The upper floors contained an astonishing array of superb paintings – quite a few deliberately, drawn about children – from the likes of Reynolds, Gainsborough, Richard Wilson, Francis Hayman and other British artists of the 18th and 19th century, whom Hogarth was passionate about supporting. The resplendent Court Room, where many of the best paintings hang, is one of the best surviving examples of an English Rococo interior in London.
Then on the uppermost floor is a real treat for classical music lovers. George Fridric Handel was one of the Foundling Hospital’s greatest champions, and here you will find manuscripts and printed scores of his, even a copy of ‘The Messiah’, built-in speakers continually playing the great man’s music top accompany your visit.
But really it is the first floor you should concentrate on, learning the stories of some of the thousands of children who passed through the Hospital’s doors until its closure in 1954. Some are terribly sad, but others are uplifting and testament to a child’s resilience.
Entering the hospital aged between three and five, they wore identical uniforms and haircuts and were allowed no personal possessions. A strict timetable was laid down for education, training, exercise and homework: life was tough, bullying was rifle and affection was lacking in their life, however hard the governors tried to ensure they were physical well cared for.

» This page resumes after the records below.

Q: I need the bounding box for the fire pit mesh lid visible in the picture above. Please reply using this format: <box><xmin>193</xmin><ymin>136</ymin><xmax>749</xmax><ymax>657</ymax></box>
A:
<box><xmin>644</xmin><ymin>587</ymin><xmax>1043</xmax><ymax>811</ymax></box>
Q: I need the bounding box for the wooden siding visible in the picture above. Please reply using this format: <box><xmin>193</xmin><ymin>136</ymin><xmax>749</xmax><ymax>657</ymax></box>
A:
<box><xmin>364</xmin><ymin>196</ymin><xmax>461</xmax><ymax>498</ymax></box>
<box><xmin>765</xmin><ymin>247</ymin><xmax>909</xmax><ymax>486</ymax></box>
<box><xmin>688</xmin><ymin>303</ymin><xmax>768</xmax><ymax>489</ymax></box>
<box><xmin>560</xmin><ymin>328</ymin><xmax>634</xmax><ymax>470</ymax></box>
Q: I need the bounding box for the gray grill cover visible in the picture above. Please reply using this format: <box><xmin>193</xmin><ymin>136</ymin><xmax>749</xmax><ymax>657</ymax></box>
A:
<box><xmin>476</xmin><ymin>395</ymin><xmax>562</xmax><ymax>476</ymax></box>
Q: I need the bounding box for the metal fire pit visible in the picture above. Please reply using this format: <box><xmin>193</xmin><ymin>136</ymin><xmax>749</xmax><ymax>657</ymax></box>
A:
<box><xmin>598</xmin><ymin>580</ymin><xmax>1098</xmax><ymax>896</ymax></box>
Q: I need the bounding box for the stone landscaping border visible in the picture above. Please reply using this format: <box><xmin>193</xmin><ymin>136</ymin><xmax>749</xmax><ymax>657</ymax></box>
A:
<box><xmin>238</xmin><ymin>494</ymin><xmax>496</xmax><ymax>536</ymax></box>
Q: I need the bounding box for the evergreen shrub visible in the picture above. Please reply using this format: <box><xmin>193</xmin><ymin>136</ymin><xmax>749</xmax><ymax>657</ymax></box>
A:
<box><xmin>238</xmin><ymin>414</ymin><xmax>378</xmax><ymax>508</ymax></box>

The most poignant display is that of the tokens. In the first few decades after it opened, each child accepted by the Hospital was given a new name; if a relative later wished to claim their child, the tokens helped prove that their claim was genuine. So on the wall you can see a display of coins, playing cards, medals, cheap jewellery and simple pieces of fabric, some inscribed, some embroidered, or some with heartbreaking written messages of hope and love.
As museums go, it was a salutary experience to take back with us to The Bloomsbury, where we packed up and prepared to return to the land of King Raedwald.